Le personnage principal, Emmanuelle donc (Noémie Merlant), est employée par un grand groupe hôtelier de luxe. Son travail est de contrôler la qualité des établissements du groupe. Se faisant passer pour une cliente VIP, elle doit évaluer l’amabilité et les compétences du personnel, la rapidité mise à répondre aux attentes des clients, juger le confort et la propreté des lieux, vérifier que l’eau de la piscine est à la bonne température, au degré près, ou que les plats sortis des cuisines méritent leurs trois étoiles au guide Duchemin. Oui, il y a pire, comme travail… Pour autant, sa tâche est loin d’être facile. Déjà parce qu’elle doit tout évaluer avec des critères d’exigence très élevés, ce qui n’implique aucun relâchement ou aucun jugement approximatif. Et ensuite parce que, quand on l’envoie quelque part, c’est le plus souvent pour chercher la petite bête, le menu détail qui permettra à sa direction de se séparer d’un manager en place.

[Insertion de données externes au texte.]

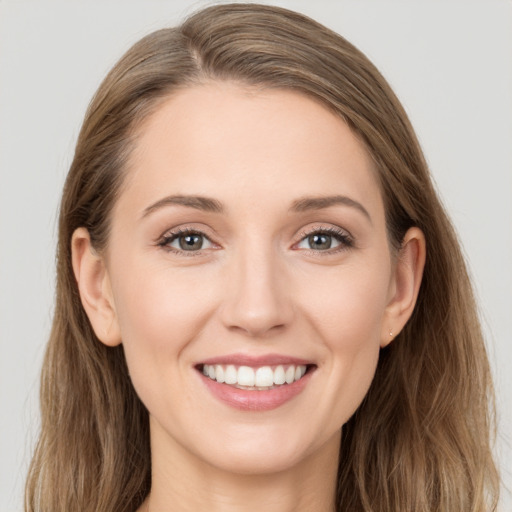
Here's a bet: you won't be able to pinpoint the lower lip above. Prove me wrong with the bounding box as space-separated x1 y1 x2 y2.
200 371 312 411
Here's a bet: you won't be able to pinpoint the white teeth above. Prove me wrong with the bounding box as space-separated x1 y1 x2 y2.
203 364 307 389
225 364 238 384
238 366 254 386
274 366 286 385
285 366 295 384
254 366 277 388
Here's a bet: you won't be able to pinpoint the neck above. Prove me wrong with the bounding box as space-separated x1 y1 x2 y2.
140 420 340 512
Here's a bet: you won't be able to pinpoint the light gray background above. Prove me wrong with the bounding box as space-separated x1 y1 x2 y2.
0 0 512 512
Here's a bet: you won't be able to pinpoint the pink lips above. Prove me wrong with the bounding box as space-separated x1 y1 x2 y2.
197 354 313 411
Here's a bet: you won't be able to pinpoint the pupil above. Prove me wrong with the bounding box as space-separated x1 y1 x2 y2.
308 234 331 249
180 235 203 251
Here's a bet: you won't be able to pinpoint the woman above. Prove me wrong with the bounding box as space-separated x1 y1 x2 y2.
26 5 497 511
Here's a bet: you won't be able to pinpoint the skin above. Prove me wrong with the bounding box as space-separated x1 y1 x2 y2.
72 82 425 512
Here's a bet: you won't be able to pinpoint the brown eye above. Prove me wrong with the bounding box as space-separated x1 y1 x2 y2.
308 233 332 251
178 233 204 251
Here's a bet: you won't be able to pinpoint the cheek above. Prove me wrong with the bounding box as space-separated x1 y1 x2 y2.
298 265 389 420
109 265 215 381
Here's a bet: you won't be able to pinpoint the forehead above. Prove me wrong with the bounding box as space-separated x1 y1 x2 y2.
121 82 381 220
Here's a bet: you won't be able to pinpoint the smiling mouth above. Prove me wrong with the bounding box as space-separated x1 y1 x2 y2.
197 364 316 391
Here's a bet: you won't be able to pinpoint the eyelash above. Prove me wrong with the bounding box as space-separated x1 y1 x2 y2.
157 227 354 256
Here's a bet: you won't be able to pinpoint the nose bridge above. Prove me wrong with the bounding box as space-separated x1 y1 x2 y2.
223 234 292 336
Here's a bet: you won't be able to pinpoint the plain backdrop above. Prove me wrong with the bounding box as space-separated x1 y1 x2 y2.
0 0 512 512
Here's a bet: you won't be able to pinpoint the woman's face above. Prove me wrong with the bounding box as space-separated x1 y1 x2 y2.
106 83 396 473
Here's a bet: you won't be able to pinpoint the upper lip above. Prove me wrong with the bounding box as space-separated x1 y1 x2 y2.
198 354 314 367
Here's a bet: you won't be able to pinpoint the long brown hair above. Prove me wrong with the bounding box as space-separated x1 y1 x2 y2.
26 4 498 512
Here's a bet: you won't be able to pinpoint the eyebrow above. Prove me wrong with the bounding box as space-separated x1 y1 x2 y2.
142 195 372 223
291 195 372 223
142 192 224 218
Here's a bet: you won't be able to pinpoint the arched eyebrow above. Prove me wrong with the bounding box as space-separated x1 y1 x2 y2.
290 195 372 224
142 195 224 218
142 195 372 223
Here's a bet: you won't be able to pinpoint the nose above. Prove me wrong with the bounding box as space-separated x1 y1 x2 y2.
221 242 293 337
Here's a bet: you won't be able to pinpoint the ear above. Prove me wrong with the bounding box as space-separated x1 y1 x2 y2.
381 227 426 347
71 228 121 347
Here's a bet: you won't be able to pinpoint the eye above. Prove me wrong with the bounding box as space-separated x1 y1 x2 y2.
159 230 213 252
296 228 353 252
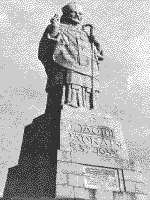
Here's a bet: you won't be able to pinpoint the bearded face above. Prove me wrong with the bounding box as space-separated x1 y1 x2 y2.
67 11 82 24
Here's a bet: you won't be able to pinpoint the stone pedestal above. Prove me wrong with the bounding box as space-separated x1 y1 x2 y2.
3 115 57 199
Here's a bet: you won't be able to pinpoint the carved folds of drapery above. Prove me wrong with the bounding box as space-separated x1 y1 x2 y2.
62 70 99 109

Dans le film, Emmanuelle est envoyée à Hong Kong pour inspecter le Rosefield Palace, qui vient de passer en deuxième place de la liste des meilleurs hôtels de la ville, et trouver une excuse pour licencier la gérante, Margot (Naomi Watts, curieusement sous-exploitée). Mais sur place, la contrôleuse ne constate aucun problème majeur. L’hôtel est cosy, l’ambiance feutrée et calme, le cadre luxueux, offrant toutes les prestations attendues d’un hôtel de ce genre, en plus d’une vue magnifique sur la ville. Le personnel est courtois, serviable, cherchant toujours à satisfaire rapidement les demandes particulières des clients. Et la directrice se montre irréprochable, menant ses troupes avec autorité et traitant les crises éventuelles avec rapidité et discrétion. Les seuls points problématiques notés sont le comportement d’un des grooms, qui, venu déposer le dîner, a eu l’impudence de la reluquer subrepticement alors qu’elle était dans son bain – sans rien tenter d’inconvenant, toutefois -, et l’étrange manège qui a lieu chaque jour près de la piscine, qui voit une “étudiante en littérature”, Zelda (Chacha Huang), entraîner des clients vers un bungalow pour des parties de jambes en l’air torrides. La jeune femme est en fait une escort, dont la présence est tolérée par l’hôtel, même si son commerce est interdit par le règlement intérieur. Emmanuelle, consciencieusement, va s’assurer que, sur ce point également, le client est satisfait en épiant les ébats de la demoiselle, puis, en grande professionnelle habituée à vérifier la fraîcheur des produits, en testant elle même l’expérience.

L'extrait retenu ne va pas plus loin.